CSUN President Erika Beck delivered a motivating message during the 16th annual Super Sunday event on Feb. 28.
CSUN President Erika Beck delivered a motivating message during the 16th annual Super Sunday event on Feb. 28.

During the 16th annual Super Sunday event on Feb. 28, California State University Chancellor Joseph Castro and CSUN President Erika D. Beck delivered an empowering message to congregants of the H.O.P.E.’s House Christian Ministries in Granada Hills: College is doable, affordable and life-changing.

For more than a decade, the CSU, in partnership with nearly 100 churches in California serving predominantly African American congregations, has hosted Super Sunday in efforts to increase the preparation, retention and graduation of African American students.

As Chancellor Castro and President Beck addressed this year’s virtual audience in pre-recorded messages live-streamed on YouTube and Facebook, they emphasized the value of a college education and its achievability.

Beck shared that nearly two-thirds of all job openings will require a college degree and how that number will only increase over time.

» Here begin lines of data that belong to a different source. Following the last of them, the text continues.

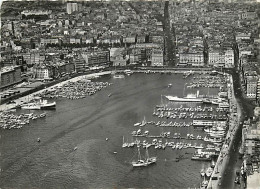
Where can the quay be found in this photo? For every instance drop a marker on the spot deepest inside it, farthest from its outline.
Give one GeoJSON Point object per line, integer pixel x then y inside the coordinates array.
{"type": "Point", "coordinates": [27, 98]}
{"type": "Point", "coordinates": [222, 161]}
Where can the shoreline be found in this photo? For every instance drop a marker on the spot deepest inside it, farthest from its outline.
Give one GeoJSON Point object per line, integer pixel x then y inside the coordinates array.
{"type": "Point", "coordinates": [27, 98]}
{"type": "Point", "coordinates": [223, 159]}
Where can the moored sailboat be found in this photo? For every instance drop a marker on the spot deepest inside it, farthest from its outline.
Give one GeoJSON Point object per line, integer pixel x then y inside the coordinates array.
{"type": "Point", "coordinates": [144, 162]}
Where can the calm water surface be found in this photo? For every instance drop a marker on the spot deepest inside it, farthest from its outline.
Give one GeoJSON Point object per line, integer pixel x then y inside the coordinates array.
{"type": "Point", "coordinates": [86, 123]}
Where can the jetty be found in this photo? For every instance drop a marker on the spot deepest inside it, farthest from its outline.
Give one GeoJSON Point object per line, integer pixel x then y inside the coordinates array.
{"type": "Point", "coordinates": [28, 98]}
{"type": "Point", "coordinates": [222, 161]}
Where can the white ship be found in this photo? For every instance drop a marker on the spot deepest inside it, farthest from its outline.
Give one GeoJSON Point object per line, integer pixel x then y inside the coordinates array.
{"type": "Point", "coordinates": [38, 105]}
{"type": "Point", "coordinates": [188, 98]}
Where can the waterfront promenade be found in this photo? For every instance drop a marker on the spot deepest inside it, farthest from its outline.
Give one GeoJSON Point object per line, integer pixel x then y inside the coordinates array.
{"type": "Point", "coordinates": [223, 159]}
{"type": "Point", "coordinates": [27, 98]}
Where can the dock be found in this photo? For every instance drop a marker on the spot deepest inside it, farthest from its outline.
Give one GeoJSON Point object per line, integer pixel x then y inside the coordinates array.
{"type": "Point", "coordinates": [27, 98]}
{"type": "Point", "coordinates": [223, 159]}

In addition to more job opportunities, college graduates typically earn $1 million dollars more in their lifetime than people who only have a high school diploma, and are less likely to be unemployed.

On a personal note, Beck talked about the importance of education in her own life, sharing how her grandmother came to the United States from Norway and worked to obtain a graduate degree.

“Her example has inspired me throughout my life and also put me on the path to a career grounded in equity, inclusion and the pursuit of racial justice,” said Beck. “I firmly believe that higher education and a university degree are the keys to achieving our goal for a more equitable and just society.”

Castro also shared his personal story. “I am the grandson of a dreamer from Mexico; I am the son of farmworkers; I am the first in my family to graduate from college, raised by grandparents and my single mother who worked very hard to give me the opportunities they didn’t have,” said Castro. “Higher education transformed my life. I assure you that no matter your circumstances, the CSU is within your reach. It is affordable, and it will change your life.”

Beck went on to explain that the CSU system provides many avenues for student success, one of which is financial aid. When it comes to affordability, the CSU system provides an abundance of financial support to its students, reducing the worry of cost and redirecting the focus on building a brighter future. Eighty-four percent of CSU students receive financial aid and with three-quarters of those students having the full cost of their tuition covered, most CSU students graduate debt-free.

“Don’t ever let finances be the obstacle that holds you back,” said Beck, “the CSU can make it work for you.”

Beck also highlighted Graduation Initiative 2025 as another example of the CSU’s commitment to student success. The initiative, which was launched in 2015, aims to increase graduation rates for all CSU students while eliminating opportunity and achievement gaps by 2025. “Matadors Rising,” CSUN’s version of the statewide initiative, shows that the percentages of first-time freshmen who are graduating within four and six years — for both traditionally underserved and better-served groups — have gone up across the board, as have the percentages of first-time transfer students who graduate within two and four years.

A global pandemic did not halt this mission. CSUN was successfully able to transition to online learning, move a full range of campus resources to a virtual platform and keep as many students as possible on track to earning their degree, fulfilling the promise that all students have the opportunity to graduate in a timely manner.

In closing her remarks, Beck left attendees with a message of hope and encouragement.

“Whatever your circumstances, we are here to help you, your children, your grandchildren and all of us reach a brighter future,” said Beck.